By Forbes Africa
Although Donald Trump-led arguably the most Africa-adverse American administration in history, analysts warn not to expect too much from his successor, Democrat Joe Biden. A look at the likely impact of his win on the US-Africa economic dynamics.
HISTORICALLY, IT HAS NOT MATTERED MUCH for Africa whether Democrats or Republicans sit in the White House. This is largely because the United States (US) has never really had a coherent and constructive Africa policy. So, although outgoing Republican president Donald Trump led arguably the most Africa-adverse American administration in history, analysts warn not to expect too much from his successor, Democrat Joe Biden.
Biden was vice-president in the Obama administration that preceded Trump.
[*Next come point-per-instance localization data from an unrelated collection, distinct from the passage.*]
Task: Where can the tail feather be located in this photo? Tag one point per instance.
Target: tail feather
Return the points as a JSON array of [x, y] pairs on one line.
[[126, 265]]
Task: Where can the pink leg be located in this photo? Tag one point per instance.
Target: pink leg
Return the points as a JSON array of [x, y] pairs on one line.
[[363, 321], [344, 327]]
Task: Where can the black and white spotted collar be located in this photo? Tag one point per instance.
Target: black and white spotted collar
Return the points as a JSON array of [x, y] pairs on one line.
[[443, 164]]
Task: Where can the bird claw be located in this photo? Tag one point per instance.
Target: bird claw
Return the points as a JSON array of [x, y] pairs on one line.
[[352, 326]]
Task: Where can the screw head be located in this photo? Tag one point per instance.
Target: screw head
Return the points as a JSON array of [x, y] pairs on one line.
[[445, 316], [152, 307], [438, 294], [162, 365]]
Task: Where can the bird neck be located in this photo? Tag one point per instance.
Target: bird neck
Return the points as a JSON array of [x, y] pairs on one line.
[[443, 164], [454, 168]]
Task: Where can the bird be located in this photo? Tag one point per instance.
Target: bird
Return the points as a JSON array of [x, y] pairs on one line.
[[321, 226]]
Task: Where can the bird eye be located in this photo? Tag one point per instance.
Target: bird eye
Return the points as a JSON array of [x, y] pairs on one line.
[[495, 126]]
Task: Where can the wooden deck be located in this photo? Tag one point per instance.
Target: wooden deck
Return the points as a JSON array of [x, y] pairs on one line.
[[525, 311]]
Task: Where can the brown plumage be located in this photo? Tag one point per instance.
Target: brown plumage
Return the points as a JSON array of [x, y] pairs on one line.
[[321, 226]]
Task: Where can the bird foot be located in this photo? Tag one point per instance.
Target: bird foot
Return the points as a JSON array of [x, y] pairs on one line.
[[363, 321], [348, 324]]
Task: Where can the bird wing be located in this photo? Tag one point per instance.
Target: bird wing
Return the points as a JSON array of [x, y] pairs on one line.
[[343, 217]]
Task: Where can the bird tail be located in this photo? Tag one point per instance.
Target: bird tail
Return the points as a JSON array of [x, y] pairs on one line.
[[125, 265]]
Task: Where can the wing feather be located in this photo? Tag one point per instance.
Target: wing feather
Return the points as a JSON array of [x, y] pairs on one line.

But whereas Trump once called African countries “shitholes”, Biden at least is promising to “reengage with the world”.
“He will be more engaging with countries, including Africa,” believes Jannie Rossouw, interim head of Wits Business School in Johannesburg. “Trump really isolated the US from many regions, from very many continents, it was bad relationship all over the place.”
Judd Devermont, director of the Africa Program at the Center for Strategic and International Studies in Washington DC, agrees.
“I think Biden is going to focus on rebuilding partnerships and that includes at the multilateral level to the state level, to the subnational level,” he says.
“So I think you will first see a refocus on climate change and strengthening international adoptions, which will be of benefit to Africans. It’s clear that Biden is very supportive of the Continental Free Trade Agreement. That is incredibly important. But he has also talked about the importance of subnational governance and particularly urbanization. And so I think we have the potential to see the next administration work with African countries at these multiple levels to unlock their economies.”
Devermont expects the biggest African economies – Nigeria, South Africa and Kenya in particular – to receive significant attention, while the prospects for Ethiopia also look promising.
But Biden has his work cut out for him. Domestic challenges like tackling the Covid-19 pandemic, an economic recession and reckoning with racism are likely to keep him busy during his first few months in office. When his attention finally shifts to international affairs, climate change and trade wars with China can expect to dominate the agenda.
But instead of disparaging Beijing at every turn, like Trump did, Devermont expects there will be a focus on “transparency around norms, around standards, ensuring that African economies are open to US investors. And the more negative elements of a Chinese engagement will be blunted or curbed through shared partnerships with Africans around how foreign countries should invest in their countries, how to form partnerships in their countries.”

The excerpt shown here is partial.